The Trial Chamber noted it was aware that the statements were given at the time of ‘high level of hostilities’, adding that political statements could sometimes serve ‘the purpose of gaining confidence of the population in the war efforts and mobilizing the military forces'. The judges, nevertheless, insisted that Tudjman's statements must not be seen only through that prism: they do have 'some, although limited, importance' in the assessment of Tudjman’s policy toward the Serb minority in Croatia.

On the other hand, the judges note that the attitudes expressed at various meetings of the state leadership were relevant in a different way from the public statements, because they were not weighed down with the need to curry favor with the public. The judgment lists a series of Tudjman’s meetings with his closes associates at which they discussed ways to prevent the Serbs from returning to Krajina, and the need to prevent further looting and arson of abandoned houses because the area was to be resettled by Croats.

At the meeting of 22 August 1995, the judgment notes, deputy prime minister Jure Radic said that parts of Krajina should ‘be urgently colonized with Croats' and that 'we should by no means let more that [sic] 10 per cent of Serbs be here ever again'. Tudjman replied 'Not even 10 percent'. Radic also talks about 'a beautiful picture to see people from Varazdin and Split entering the [sic] Knin together. On the one wall in Kupres, the message “Cedo [Chetnik], you will not come back” can be seen'. A day later, when informed at a meeting of the state leadership about an attempt by some Serbs to enter into Croatia from Hungary and return to their houses, Tudjman insisted that 'they should simply be told that they could not enter’ adding that 'If we let 204 persons come here, tomorrow you would have 1,204 and in ten days 12,000'. 'Nothing for now', the president was clear.

At several meetings in August and September 1995, it was emphasized that the houses in Krajina were now in Croatia’s hands and further looting and arson should be prevented. The judgment concludes that high-ranking Croatian officials were well aware of the widespread destruction of Serb private property.
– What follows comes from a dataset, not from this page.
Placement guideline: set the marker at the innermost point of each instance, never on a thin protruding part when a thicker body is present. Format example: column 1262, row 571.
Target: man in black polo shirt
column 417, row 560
They requested it to stop only because they considered it to have become ‘Croatian property needed for the return of Croats’ to Krajina.

On the basis of those quotes, the Trial Chamber found that ‘one of the aspects’ of the policy pursued by Tudjman and the Croatian state leadership was to ‘encourage Croats to return and settle in Krajina in abandoned Serb houses’. At the same time, the rate of return of the Serbs was to be ‘limited to a minimum’ according to the Croatian regime, the judges concluded.